Introduction:
A SharePoint list is a simple collection of data that you can easily create and share with your team members. Lists are found in both on-premises and cloud versions of SharePoint. There are many ready-to-use list templates like tasks, surveys, contacts, and issue tracking. SharePoint List is useful for both business users and technical users. In one of our current projects, we use it along with Power APPs and Power Automate for Tabular model dynamic row level security setup (this will be another topic for a future blog J).
Before SharePoint Online List connector for ADF was available, we used to use SQL Server Integration Service (SSIS) to copy SharePoint List using OData Source to connect to SharePoint List.

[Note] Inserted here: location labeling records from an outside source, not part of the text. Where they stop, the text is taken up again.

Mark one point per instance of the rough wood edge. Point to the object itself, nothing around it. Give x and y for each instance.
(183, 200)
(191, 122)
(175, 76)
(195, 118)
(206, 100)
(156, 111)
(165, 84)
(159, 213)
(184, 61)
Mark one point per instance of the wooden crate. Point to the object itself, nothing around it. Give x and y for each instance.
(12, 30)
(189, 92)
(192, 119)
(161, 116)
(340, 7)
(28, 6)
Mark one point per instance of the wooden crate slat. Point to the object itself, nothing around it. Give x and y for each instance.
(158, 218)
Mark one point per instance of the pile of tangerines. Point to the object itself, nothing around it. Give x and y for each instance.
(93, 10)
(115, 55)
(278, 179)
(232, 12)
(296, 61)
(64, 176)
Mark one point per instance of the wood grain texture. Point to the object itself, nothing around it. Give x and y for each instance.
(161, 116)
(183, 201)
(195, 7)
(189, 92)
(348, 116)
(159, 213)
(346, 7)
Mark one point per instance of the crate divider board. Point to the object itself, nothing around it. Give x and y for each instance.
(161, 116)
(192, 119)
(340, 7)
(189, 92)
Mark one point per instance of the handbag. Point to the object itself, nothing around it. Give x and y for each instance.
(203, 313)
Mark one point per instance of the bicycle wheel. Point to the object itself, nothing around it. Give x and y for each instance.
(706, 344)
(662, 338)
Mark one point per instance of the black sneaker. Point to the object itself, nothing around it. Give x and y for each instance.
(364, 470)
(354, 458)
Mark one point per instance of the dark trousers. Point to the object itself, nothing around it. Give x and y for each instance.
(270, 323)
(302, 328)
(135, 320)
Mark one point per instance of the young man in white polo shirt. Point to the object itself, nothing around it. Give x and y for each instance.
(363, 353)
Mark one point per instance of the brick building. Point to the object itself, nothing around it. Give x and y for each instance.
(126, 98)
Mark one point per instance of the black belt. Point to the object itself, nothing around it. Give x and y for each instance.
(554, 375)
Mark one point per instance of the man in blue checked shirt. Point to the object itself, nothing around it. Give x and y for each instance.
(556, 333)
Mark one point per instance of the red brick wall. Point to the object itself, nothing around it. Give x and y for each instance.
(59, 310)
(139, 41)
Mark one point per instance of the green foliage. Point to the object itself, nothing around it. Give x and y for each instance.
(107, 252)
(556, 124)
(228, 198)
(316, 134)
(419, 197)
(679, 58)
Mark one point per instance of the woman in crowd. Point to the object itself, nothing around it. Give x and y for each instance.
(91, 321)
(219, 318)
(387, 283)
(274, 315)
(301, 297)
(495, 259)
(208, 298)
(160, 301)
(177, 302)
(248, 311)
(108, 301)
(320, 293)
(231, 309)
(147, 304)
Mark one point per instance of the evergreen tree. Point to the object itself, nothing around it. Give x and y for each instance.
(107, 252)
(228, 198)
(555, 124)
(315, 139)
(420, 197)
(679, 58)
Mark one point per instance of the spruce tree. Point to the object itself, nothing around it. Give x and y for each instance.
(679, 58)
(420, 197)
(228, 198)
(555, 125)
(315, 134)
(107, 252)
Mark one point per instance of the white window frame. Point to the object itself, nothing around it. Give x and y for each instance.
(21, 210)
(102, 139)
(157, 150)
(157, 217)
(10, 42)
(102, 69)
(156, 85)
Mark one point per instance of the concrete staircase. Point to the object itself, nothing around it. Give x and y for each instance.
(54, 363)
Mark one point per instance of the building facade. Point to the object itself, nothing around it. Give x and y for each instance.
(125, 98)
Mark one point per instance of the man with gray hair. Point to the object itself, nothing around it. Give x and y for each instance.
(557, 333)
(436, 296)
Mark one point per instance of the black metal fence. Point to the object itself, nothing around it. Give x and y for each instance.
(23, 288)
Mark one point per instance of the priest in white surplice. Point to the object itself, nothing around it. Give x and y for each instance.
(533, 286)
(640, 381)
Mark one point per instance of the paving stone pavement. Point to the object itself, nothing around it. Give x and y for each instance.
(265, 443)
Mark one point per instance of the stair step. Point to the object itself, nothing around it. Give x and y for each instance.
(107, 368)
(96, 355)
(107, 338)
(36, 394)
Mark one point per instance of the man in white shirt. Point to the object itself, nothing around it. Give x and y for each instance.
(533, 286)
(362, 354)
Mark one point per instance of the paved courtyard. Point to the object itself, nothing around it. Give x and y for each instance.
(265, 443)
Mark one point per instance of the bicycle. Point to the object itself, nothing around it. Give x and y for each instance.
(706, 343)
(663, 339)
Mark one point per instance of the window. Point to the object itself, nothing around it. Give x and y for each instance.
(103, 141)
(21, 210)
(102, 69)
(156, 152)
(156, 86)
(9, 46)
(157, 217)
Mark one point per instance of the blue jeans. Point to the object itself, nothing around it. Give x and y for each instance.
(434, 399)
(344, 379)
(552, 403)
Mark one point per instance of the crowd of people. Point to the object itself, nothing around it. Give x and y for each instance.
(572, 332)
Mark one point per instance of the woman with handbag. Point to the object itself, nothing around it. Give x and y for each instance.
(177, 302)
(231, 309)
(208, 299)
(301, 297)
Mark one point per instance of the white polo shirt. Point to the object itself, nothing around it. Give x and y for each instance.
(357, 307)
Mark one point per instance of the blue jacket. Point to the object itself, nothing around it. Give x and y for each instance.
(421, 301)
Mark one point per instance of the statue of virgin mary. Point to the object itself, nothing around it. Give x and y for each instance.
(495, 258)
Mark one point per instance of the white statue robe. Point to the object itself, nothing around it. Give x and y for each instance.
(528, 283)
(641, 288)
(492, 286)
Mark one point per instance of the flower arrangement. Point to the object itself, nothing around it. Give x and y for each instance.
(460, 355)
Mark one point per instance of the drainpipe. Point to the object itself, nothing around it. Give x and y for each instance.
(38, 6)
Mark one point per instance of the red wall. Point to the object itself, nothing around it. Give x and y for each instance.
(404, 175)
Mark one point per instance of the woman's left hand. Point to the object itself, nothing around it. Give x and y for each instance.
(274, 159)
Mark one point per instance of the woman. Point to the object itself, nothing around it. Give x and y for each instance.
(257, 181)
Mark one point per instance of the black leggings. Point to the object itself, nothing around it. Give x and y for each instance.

In this blog, I will show you how to copy SharePoint Lists using Azure Data Factory. And to make copying multiple lists more dynamic, we created control tables along with parameters. Then we assigned parameters with values of OData query statements for copying SharePoint Lists.
Prerequisites:
- App registration
In order to connect to SharePoint, the SharePoint List Online connector uses service principal as the authentication method. So, we need first to create an app registration in Azure Active Directory and copy Application ID, Tenant ID. Secondly, create a new client secret as show below:
2. Grant SharePoint Online site permission to your registered application
For this step, Microsoft provides a good document. One thing I want to mention is that please make sure this step is performed by a person who has the SharePoint Online site owner permission. The developers usually don’t have that permission.
You can check it (little different from MSFT doc) by going to the site home page -> click “Settings” in the right corner -> then click “permissions” -> check “Site owners – full control” to see who is the “Owner”.
3. Create Linked Service
We use SharePoint Online List connector to create a Linked Service for SharePoint lists online, the configuration should like this.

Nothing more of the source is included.